Karma. It’s a word that brings up ideas of cosmic retribution coming to us from past lives. It’s a metaphysical, even scary sounding concept, but not one you’d use to make sense of world affairs.
Personally, I can’t imagine explaining world affairs without karma. Everything in the world arises as a result of a set of causes and conditions and from everything that happens or comes into being, new causes and conditions arise.
Karma is the principle of actions and consequences. From a Buddhist perspective, karma refers specifically to human intention and the action accompanying that intention.
The Buddhist theory of karma assumes that:
- Human beings have agency;
- Human beings act by exercising their will;
- The actions of human beings have consequences for them.
In Buddhism, human will is subject to many physical, mental, emotional and environmental influences. Political entities are even more complex. The nation-state, for example, is made up of territory, population, government and international recognition as such.

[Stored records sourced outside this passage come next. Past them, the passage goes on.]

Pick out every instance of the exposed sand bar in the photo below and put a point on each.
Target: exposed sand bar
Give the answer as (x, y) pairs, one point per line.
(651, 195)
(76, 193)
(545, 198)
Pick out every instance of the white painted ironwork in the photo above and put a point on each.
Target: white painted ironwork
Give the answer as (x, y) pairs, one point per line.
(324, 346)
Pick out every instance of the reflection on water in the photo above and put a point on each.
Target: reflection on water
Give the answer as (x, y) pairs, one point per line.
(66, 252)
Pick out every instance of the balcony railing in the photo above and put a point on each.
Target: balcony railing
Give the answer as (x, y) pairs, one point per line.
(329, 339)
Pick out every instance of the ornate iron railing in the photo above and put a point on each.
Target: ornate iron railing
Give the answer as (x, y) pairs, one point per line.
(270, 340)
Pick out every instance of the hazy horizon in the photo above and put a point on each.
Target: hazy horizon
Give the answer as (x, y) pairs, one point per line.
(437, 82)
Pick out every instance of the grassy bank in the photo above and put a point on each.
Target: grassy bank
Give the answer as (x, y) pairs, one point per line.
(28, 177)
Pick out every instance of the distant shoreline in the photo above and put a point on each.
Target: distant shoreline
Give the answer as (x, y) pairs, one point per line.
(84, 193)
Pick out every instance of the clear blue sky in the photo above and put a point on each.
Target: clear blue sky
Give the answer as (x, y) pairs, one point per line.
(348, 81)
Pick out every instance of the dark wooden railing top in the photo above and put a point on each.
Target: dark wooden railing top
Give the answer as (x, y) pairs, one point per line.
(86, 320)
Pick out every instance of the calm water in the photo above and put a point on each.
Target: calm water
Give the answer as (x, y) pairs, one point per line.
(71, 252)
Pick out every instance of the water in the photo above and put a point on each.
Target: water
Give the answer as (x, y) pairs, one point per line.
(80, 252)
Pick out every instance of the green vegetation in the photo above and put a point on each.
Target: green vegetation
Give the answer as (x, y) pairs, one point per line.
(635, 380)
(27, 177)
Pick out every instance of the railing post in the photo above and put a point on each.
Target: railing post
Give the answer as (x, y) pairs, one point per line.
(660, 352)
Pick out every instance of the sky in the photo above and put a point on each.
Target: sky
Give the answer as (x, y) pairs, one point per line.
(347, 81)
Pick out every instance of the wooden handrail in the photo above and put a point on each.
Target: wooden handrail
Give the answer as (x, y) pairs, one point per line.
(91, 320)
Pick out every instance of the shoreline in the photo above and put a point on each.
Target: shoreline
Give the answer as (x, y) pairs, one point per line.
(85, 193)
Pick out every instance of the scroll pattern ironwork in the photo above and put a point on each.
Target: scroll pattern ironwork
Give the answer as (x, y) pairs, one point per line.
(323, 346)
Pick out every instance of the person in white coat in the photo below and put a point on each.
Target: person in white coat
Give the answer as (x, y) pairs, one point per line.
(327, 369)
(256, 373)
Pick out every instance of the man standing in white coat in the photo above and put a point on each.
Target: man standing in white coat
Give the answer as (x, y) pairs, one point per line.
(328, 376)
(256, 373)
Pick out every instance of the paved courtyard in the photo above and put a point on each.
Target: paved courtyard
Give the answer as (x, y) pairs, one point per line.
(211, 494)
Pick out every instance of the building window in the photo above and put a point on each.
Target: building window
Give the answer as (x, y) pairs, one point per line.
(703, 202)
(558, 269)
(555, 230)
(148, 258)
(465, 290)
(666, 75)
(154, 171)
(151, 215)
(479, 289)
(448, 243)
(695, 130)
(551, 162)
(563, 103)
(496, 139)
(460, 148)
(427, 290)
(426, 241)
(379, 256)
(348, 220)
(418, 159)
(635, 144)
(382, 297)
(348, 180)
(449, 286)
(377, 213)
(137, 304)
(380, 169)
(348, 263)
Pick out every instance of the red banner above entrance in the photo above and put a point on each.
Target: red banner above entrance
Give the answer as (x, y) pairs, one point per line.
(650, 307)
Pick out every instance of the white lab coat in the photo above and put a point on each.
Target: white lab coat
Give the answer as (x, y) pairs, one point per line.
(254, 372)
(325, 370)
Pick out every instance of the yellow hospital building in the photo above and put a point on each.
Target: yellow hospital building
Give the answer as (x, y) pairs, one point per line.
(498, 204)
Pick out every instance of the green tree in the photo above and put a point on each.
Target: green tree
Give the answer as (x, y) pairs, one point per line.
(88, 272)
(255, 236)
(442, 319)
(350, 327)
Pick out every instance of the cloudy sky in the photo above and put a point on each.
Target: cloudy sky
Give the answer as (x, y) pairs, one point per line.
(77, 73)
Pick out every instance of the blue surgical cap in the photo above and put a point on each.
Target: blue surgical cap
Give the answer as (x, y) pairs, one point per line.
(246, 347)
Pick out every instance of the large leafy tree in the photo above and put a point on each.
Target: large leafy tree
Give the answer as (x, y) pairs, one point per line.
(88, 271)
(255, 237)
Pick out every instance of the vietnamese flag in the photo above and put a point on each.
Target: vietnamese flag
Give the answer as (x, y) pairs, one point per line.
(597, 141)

It’s government, however, that ultimately influences what the state is and what it does. What government doesn’t affect its own people through its laws and policies? What countries don’t affect others through their choices in foreign policy?
Everything that becomes, or changes must do so owing to some cause;
for nothing can come to be without a cause (Plato).
Karma also explains how the actions of nation-states affect both themselves and the world. The events of 9-11 and the policies of the Bush Administration squashed civil rights at home and devastated Iraq and Afghanistan. The rise of Donald Trump resulted from many conditions, including a severe recession, widening economic disparities, and the American electoral system.
But karma isn’t just something that happens to nations; it’s something that nations create. Getting the causes “right” moreover, produces the right effects. Economic growth and development in China, for example, came through a well-planned economic policy and strategy.
The state can produce good karma, that is it can act morally and produce positive consequences, e.g. prosperity, peace and stability at home and elsewhere. In Buddhism, this comes through the state following its dharma, that is in fulfilling its moral purpose of relieving people of distress and enabling their well-being.